YouTube CEO Neal Mohan is confident that the key factors in the further development of the platform will be artificial intelligence technologies and strengthening interaction with the authors of popular channels, writes the Financial Times.

Neil Mohan. Image source: blog.youtube

YouTube’s annual revenue is $50 billion. The platform has evolved from hosting amateur videos into a major hub for streaming music and video, a cable TV subscription service, live sports broadcasts, and a revenue-sharing platform for bloggers with hundreds of millions of subscribers. According to Mohan, YouTube still has huge potential for growth. “We haven’t even touched the tip of the iceberg of what we can do with technologies like generative AI,” he says.

Despite YouTube’s advertising revenue decline in 2023, it grew 15% to $25.4 billion in the first ten months of 2024. That’s only a fifth of Alphabet’s $144 billion in total search advertising revenue, but the company needs significant cash: in the face of competition with Microsoft and Amazon in the construction of data centers and the development of chips for AI, Alphabet’s expenses increased to $38.3 billion.

Mohan, named YouTube CEO in 2023 after five years as chief product officer, is committed to aggressively pursuing generative AI services. He must balance the power of instant music and video creation with AI against the concerns of bloggers who don’t want technology to supplant their creativity. The creator community is the cornerstone of YouTube’s success. Over the past three years, the platform has paid them $70 billion, received from advertising and paid subscriptions.

Google’s AI division, DeepMind, has already helped launch YouTube’s experimental Dream Screen and Dream Track features, which allow users to generate videos and music based on text queries. However, these tools are intended to help bloggers, not replace them, Mohan emphasized. Another promising development of DeepMind is automatic dubbing – translating videos from English into eight other languages ​​and back.

While YouTube is synonymous with video on laptops and phones, the platform is seeing its strongest growth in the smart TV segment. 1 billion hours of content are streamed here every day. These are not only TV series and sports, but also short vertical videos in the Shorts section, which competes with TikTok and reaches 70 billion views per day.
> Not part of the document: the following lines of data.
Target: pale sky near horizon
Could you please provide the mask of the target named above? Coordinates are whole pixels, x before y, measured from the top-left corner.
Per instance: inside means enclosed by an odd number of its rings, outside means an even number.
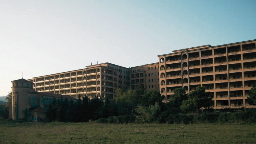
[[[256,0],[0,1],[0,96],[11,81],[108,62],[134,67],[256,39]]]

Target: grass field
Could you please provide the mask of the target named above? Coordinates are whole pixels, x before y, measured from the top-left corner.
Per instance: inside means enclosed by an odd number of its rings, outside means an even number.
[[[256,124],[0,122],[0,143],[256,143]]]

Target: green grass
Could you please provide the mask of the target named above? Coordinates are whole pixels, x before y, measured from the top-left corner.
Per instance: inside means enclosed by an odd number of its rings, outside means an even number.
[[[0,143],[256,143],[256,124],[0,122]]]

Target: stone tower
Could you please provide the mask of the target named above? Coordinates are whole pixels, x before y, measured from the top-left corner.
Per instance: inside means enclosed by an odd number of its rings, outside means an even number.
[[[28,94],[34,92],[34,83],[23,78],[11,82],[12,101],[9,108],[9,119],[16,120],[22,118],[23,111],[29,108]]]

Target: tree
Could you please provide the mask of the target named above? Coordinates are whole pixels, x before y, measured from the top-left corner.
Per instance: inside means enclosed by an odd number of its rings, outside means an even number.
[[[182,88],[178,88],[174,90],[173,94],[171,95],[169,102],[166,104],[169,114],[179,113],[182,112],[180,106],[183,100],[188,99],[188,95],[185,90]]]
[[[5,105],[5,107],[9,109],[9,107],[11,105],[12,102],[12,92],[10,92],[8,93],[8,95],[5,97],[4,99],[7,101],[7,103]]]
[[[139,106],[135,110],[140,116],[140,117],[144,123],[154,122],[161,113],[160,106],[156,102],[155,105],[151,105],[148,107]]]
[[[251,105],[256,105],[256,82],[252,84],[249,94],[249,97],[247,97],[248,102]]]
[[[183,100],[180,108],[185,112],[195,111],[202,108],[209,109],[212,105],[212,98],[209,96],[209,93],[205,92],[204,87],[197,87],[188,95],[188,100]]]
[[[158,103],[162,102],[162,98],[161,95],[157,92],[155,91],[149,91],[142,96],[140,100],[140,104],[148,107],[151,105],[154,105],[156,102]]]

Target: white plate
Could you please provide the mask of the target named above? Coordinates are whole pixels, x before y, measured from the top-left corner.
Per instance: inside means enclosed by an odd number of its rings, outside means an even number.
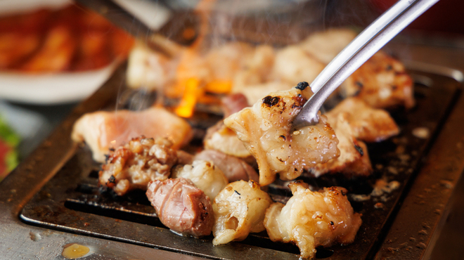
[[[37,105],[79,101],[106,82],[116,63],[82,72],[46,74],[0,72],[0,98]]]
[[[59,8],[72,3],[70,0],[1,0],[0,15],[39,8]],[[105,83],[116,67],[115,63],[82,72],[34,74],[0,72],[0,99],[37,105],[79,101]]]

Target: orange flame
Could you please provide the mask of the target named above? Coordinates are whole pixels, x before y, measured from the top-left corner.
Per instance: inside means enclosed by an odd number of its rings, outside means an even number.
[[[195,104],[197,103],[199,94],[201,93],[199,93],[199,85],[200,81],[196,78],[190,78],[186,81],[183,96],[179,106],[174,110],[177,115],[182,117],[190,117],[193,115]]]

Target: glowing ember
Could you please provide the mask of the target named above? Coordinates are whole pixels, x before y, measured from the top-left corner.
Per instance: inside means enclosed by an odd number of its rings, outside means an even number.
[[[198,85],[200,81],[196,78],[190,78],[186,82],[186,89],[181,103],[174,112],[182,117],[190,117],[193,114],[195,104],[199,96]]]
[[[205,90],[217,94],[227,94],[232,90],[230,80],[213,80],[206,84]]]

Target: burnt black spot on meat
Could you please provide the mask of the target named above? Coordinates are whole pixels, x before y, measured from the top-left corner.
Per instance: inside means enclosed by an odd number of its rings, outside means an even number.
[[[108,182],[110,183],[116,183],[116,178],[115,178],[114,175],[112,175],[110,178],[108,178]]]
[[[271,108],[273,107],[277,104],[278,104],[278,101],[281,100],[281,98],[278,96],[268,96],[263,98],[263,104],[267,105],[268,107]]]
[[[307,99],[304,98],[302,94],[298,94],[296,96],[292,97],[292,99],[295,101],[293,104],[292,104],[292,109],[302,108],[307,101]]]
[[[361,146],[359,146],[359,145],[356,145],[356,144],[355,144],[355,145],[354,145],[354,148],[356,149],[356,151],[358,151],[358,152],[359,152],[359,154],[361,155],[361,156],[364,155],[364,151],[363,150],[363,148],[362,148],[362,147],[361,147]]]
[[[307,88],[309,86],[308,82],[302,82],[298,83],[297,86],[295,86],[296,89],[298,89],[299,90],[304,90],[304,89]]]

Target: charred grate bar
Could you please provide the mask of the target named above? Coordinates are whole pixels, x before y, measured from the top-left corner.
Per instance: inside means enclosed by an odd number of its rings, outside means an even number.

YouTube ranks third in terms of investment in original content, behind only Disney and Comcast. The platform invested $20 billion in content in the first half of 2024, surpassing Netflix and Warner Bros. Discovery, according to Ampere Analysis. YouTube’s advertising revenue is projected to reach $35 billion by the end of 2024, which is higher than the total revenue of Disney+ and Amazon Prime Video and slightly lower than Netflix’s revenue. The platform’s largest investment was a seven-year agreement to broadcast matches of the US National Football League, costing $14 billion. Over the past year, 35 billion hours of sports content were watched on YouTube.